Thoughts of Mrs. Warren made him think of Micaela and why he was here in San Quentin Prison in Marin County just below Mount Tamalpais on the other side from Inverness. Such thoughts made him remorseful and gave him great pain. Pain made him angry. Anger made him forgetful. Forgetfulness made his work sloppy. Sloppy work led to reprimand. Reprimand was reminder of reason. Reason was unforgiving clarity between desire and destruction: frustration, annoyance, anger, rage, loss of rationale, annihilation. The Rule of Law was so profound. It was not others’ rules you had to obey – it was your own you had to obey about yourself. O.R. Your own recognizance. A recognizance you owned because if you did not, you were fucked over and around, and you had nobody to blame but yourself. That’s why you stayed ready.

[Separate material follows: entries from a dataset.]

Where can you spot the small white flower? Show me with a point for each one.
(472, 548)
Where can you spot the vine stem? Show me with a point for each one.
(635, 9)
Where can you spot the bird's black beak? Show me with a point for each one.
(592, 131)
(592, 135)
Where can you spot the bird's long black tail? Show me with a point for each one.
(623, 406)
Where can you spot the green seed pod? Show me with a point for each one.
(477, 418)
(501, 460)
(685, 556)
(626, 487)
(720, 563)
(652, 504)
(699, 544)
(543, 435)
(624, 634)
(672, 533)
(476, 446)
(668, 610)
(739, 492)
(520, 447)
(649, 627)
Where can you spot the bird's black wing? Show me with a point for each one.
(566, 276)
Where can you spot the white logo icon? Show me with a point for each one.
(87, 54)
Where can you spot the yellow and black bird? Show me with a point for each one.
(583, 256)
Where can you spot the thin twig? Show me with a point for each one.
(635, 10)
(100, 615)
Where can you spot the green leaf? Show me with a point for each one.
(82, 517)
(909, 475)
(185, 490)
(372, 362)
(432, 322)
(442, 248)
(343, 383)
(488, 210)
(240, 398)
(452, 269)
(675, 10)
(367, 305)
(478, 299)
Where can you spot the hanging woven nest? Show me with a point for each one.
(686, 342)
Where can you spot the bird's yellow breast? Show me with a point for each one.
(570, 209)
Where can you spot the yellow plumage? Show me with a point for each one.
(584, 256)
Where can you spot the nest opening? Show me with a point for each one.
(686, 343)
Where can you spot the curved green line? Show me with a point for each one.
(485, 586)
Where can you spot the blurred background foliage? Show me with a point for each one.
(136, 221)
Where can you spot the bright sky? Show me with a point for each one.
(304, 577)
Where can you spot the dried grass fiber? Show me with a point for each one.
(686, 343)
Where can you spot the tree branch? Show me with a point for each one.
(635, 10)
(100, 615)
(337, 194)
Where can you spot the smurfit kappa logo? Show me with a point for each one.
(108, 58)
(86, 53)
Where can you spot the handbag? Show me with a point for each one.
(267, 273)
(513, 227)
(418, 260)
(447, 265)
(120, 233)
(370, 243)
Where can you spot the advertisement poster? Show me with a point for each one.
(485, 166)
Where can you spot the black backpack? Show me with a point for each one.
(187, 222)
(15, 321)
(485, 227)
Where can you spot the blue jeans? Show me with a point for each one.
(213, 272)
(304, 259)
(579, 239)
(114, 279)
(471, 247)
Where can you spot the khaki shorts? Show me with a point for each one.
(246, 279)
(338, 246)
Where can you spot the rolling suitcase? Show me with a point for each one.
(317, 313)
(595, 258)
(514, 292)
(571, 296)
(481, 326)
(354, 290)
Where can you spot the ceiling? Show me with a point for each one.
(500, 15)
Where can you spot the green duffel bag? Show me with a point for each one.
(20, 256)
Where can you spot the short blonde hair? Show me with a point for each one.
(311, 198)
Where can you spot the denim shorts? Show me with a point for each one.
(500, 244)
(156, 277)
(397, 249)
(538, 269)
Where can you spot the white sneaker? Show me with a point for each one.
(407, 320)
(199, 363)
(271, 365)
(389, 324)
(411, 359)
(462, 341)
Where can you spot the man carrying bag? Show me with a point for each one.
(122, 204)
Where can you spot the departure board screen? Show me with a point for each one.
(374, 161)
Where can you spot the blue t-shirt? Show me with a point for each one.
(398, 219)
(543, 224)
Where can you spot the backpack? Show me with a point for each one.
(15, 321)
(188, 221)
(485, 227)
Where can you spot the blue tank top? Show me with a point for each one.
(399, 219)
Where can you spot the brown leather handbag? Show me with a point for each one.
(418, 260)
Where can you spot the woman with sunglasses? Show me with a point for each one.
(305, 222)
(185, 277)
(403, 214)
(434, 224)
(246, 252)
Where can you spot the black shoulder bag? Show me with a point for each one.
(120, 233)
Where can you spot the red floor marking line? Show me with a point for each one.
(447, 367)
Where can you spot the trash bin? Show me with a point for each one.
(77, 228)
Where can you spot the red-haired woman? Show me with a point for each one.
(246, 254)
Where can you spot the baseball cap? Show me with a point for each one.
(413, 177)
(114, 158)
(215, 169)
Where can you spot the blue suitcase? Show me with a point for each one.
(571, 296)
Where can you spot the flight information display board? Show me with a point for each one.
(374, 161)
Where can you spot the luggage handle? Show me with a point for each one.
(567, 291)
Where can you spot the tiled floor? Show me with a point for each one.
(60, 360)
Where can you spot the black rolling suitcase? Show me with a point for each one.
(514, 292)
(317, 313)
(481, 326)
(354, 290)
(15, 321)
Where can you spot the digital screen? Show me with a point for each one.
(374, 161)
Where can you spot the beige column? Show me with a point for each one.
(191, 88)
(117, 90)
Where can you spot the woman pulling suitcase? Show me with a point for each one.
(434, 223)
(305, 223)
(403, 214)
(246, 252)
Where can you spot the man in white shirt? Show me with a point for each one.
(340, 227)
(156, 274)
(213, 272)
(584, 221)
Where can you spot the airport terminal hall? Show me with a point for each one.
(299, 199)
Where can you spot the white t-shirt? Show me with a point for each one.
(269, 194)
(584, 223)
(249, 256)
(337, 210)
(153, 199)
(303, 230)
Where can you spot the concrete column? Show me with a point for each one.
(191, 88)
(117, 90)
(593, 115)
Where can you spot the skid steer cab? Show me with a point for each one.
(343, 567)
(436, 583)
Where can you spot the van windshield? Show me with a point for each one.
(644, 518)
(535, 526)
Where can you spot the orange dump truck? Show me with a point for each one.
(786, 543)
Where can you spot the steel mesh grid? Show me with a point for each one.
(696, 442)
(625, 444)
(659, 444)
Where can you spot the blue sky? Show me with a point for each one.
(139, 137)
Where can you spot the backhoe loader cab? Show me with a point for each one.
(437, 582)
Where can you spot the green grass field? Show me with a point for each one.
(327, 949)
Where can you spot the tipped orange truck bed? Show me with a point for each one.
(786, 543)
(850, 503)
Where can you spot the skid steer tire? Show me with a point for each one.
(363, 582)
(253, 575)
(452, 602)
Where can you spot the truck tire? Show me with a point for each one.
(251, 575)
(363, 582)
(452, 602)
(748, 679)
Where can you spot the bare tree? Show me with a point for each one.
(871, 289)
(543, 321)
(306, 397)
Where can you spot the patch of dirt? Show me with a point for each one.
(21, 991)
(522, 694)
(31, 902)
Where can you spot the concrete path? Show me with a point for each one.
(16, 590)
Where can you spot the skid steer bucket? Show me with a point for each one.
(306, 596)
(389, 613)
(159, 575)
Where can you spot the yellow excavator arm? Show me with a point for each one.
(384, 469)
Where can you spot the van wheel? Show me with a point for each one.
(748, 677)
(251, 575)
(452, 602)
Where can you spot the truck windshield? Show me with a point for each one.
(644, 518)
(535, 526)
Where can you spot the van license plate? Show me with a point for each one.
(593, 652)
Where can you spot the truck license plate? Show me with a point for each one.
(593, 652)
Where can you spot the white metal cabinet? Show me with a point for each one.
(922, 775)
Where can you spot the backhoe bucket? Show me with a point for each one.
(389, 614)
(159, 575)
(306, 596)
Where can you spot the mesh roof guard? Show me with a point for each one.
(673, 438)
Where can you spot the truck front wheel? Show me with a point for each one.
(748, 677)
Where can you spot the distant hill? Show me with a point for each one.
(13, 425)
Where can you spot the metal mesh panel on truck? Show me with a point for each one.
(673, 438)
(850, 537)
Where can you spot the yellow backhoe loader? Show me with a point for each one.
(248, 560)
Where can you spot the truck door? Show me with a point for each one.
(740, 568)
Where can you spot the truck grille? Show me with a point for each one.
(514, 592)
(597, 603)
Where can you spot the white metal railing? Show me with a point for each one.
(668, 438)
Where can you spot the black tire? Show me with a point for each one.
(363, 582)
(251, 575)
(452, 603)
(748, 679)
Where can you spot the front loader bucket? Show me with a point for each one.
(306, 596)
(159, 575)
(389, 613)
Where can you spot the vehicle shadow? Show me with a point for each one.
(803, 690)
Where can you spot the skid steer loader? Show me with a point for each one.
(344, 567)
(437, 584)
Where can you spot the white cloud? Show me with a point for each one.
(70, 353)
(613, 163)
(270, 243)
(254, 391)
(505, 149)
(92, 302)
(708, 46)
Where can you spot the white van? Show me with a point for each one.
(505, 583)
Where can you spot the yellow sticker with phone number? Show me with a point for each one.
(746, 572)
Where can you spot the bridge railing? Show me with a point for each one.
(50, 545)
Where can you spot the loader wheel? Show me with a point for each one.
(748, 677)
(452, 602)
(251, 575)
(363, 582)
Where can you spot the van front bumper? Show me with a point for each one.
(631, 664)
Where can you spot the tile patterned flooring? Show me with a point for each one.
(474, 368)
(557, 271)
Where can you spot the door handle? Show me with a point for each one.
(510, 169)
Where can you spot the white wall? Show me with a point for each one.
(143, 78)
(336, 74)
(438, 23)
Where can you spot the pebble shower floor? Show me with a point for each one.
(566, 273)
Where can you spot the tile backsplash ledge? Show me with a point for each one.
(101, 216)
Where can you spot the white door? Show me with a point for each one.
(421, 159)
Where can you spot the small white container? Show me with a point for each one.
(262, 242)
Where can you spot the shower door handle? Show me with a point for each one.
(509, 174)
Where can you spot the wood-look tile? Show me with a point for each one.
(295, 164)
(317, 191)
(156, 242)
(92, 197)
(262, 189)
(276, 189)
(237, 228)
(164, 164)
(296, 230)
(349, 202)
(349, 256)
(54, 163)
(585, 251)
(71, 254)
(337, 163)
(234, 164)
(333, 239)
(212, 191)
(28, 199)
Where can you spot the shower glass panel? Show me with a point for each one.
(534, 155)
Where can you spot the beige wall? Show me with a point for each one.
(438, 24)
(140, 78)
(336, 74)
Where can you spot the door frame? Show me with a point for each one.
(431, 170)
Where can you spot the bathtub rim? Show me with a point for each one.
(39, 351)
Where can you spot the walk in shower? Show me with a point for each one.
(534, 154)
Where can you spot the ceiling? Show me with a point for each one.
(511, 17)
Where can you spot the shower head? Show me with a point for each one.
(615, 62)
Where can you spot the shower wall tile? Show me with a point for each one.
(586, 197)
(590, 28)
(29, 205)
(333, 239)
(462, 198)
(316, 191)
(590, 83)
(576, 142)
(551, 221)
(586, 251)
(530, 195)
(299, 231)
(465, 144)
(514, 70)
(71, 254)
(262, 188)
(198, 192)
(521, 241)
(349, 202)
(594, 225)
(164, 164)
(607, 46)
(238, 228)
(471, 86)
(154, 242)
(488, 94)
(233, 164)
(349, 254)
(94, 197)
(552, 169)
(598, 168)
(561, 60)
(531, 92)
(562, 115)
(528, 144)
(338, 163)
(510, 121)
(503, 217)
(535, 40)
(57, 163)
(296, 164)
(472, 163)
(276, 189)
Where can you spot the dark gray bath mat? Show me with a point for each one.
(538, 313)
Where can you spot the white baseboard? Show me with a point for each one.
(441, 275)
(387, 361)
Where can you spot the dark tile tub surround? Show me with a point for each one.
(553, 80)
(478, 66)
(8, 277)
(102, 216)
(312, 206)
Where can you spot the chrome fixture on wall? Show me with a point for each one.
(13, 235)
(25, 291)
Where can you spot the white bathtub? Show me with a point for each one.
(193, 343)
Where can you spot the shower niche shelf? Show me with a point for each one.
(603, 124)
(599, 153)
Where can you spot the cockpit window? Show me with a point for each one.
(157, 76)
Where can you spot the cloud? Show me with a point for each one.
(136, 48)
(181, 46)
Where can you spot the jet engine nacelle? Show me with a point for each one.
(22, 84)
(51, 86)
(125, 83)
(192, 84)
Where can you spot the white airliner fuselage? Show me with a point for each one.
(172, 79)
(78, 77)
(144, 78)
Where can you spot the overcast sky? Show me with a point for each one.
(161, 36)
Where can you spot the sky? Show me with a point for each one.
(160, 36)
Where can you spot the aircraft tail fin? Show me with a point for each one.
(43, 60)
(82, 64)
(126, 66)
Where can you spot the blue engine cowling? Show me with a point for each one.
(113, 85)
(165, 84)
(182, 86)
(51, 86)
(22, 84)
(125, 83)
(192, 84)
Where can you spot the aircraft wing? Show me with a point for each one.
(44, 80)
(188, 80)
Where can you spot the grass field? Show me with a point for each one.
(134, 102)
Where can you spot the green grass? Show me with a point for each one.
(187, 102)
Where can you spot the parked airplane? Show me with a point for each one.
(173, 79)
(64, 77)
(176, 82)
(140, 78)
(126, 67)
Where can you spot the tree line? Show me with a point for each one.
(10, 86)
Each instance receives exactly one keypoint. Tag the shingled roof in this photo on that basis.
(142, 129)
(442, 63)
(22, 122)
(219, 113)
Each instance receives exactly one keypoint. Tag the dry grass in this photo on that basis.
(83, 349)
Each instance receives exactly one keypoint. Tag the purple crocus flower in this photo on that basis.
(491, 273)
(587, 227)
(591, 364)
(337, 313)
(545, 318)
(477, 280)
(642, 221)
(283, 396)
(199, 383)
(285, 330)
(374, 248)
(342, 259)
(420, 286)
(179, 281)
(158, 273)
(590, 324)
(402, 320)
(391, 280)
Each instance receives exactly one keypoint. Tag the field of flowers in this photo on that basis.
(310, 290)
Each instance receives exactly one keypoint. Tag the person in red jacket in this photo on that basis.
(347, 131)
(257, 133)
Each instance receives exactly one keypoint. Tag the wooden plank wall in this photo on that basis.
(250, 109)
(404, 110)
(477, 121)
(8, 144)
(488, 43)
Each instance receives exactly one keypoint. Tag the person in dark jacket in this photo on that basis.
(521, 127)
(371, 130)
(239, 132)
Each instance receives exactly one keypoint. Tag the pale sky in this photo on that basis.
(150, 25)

To stay ready, he had to find reason that belonged to him and no one else. To continue to sweep and mop just to stay out of his cell or to avoid further reprimand would be to have the time do him, and so he swept and mopped for no reason but to do them, and in so doing, went beyond punishment for deeds done to serving why he had done them. He acknowledged the simple truth of his daily life without guilt or remorse, cleaning the corners of his nine-by-four cell as conscientiously as he cleaned the corridors, cleaning its sink and toilet, knowing that others knowingly shared cells, glad he did not have to share, for he had nothing to share, finding peace in nothing, knowing that peace was not as simple as having to fight for what you thought was yours.
A visitor, a guard told him one day, you have a visitor.
The only person he could think of was Mrs. Warren, but he did not know why she would want to see him after he had so profoundly disappointed her unless it were to justify her disappointment. Everyone else he knew who would want to visit him was dead.”